The 198 Million Canadian Dollars project was jointly funded by the BC Provincial Government and the Canadian Federal Government and built by the general contractor Peter Kiewit Sons Inc. Construction occurred between late 2007 and October 2009. The bridge has a main span of 190m, a width of 40m, and contains three planes of stay cables in two pylons.
DSI Canada Ltd. was awarded a contract to supply the DYNA Grip® Stay Cable System, stressing equipment and technical assistance. Several DSI units were involved in this important infrastructure project: DSI Canada was supported both by DSI USA and by DSI HQ Operations.

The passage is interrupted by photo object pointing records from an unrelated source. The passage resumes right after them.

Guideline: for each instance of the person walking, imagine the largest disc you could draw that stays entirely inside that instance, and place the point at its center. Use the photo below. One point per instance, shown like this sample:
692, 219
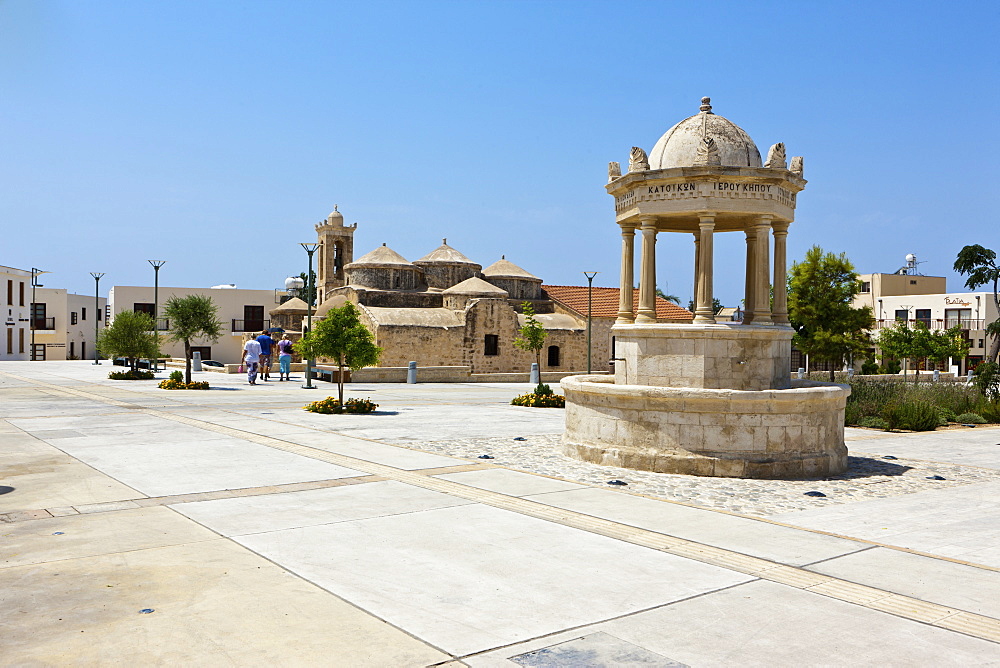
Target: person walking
266, 347
284, 358
251, 357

DSI supplied a total of 96 stay cables consisting of 64 Type DG-P31 Stay Cables and 32 Type DG-P61 Stay Cables. A total of 306t of Type 0.6" 7 wire galvanized, waxed and HDPE sheathed low relaxation Gr 1860 MPa Strand was supplied. Each stay cable was encased in an HDPE outer sheathing with helical spirals on the outside to mitigate rain-wind vibrations. External viscous dampers were installed on the 24 cables that are longer than 80 meters. Damping for the other 72 cables was provided by elastomeric disks attached to the cables.
Stressing of the stay cables was performed using the DSI Con-Ten Single Strand Stressing System and was carried out in two phases. The first phase was executed after the erection of the steel girders, and the later one occurred after installation of the composite concrete deck. DSI performed calculations to determine the individual strand forces, considering the displacements of the cable anchor points during stressing. The anchorages include a ring nut which allows for a future adjustment of the loads in the stays. Thanks to the DYNA Grip® Stay Cable System, the force of individual strands can be verified and individual strands can be replaced at any time in the future.
Since October 2009, traffic flows freely over the new bridge. Demolition of the two existing swing bridges, which were replaced by the new bridge, took place in summer 2010.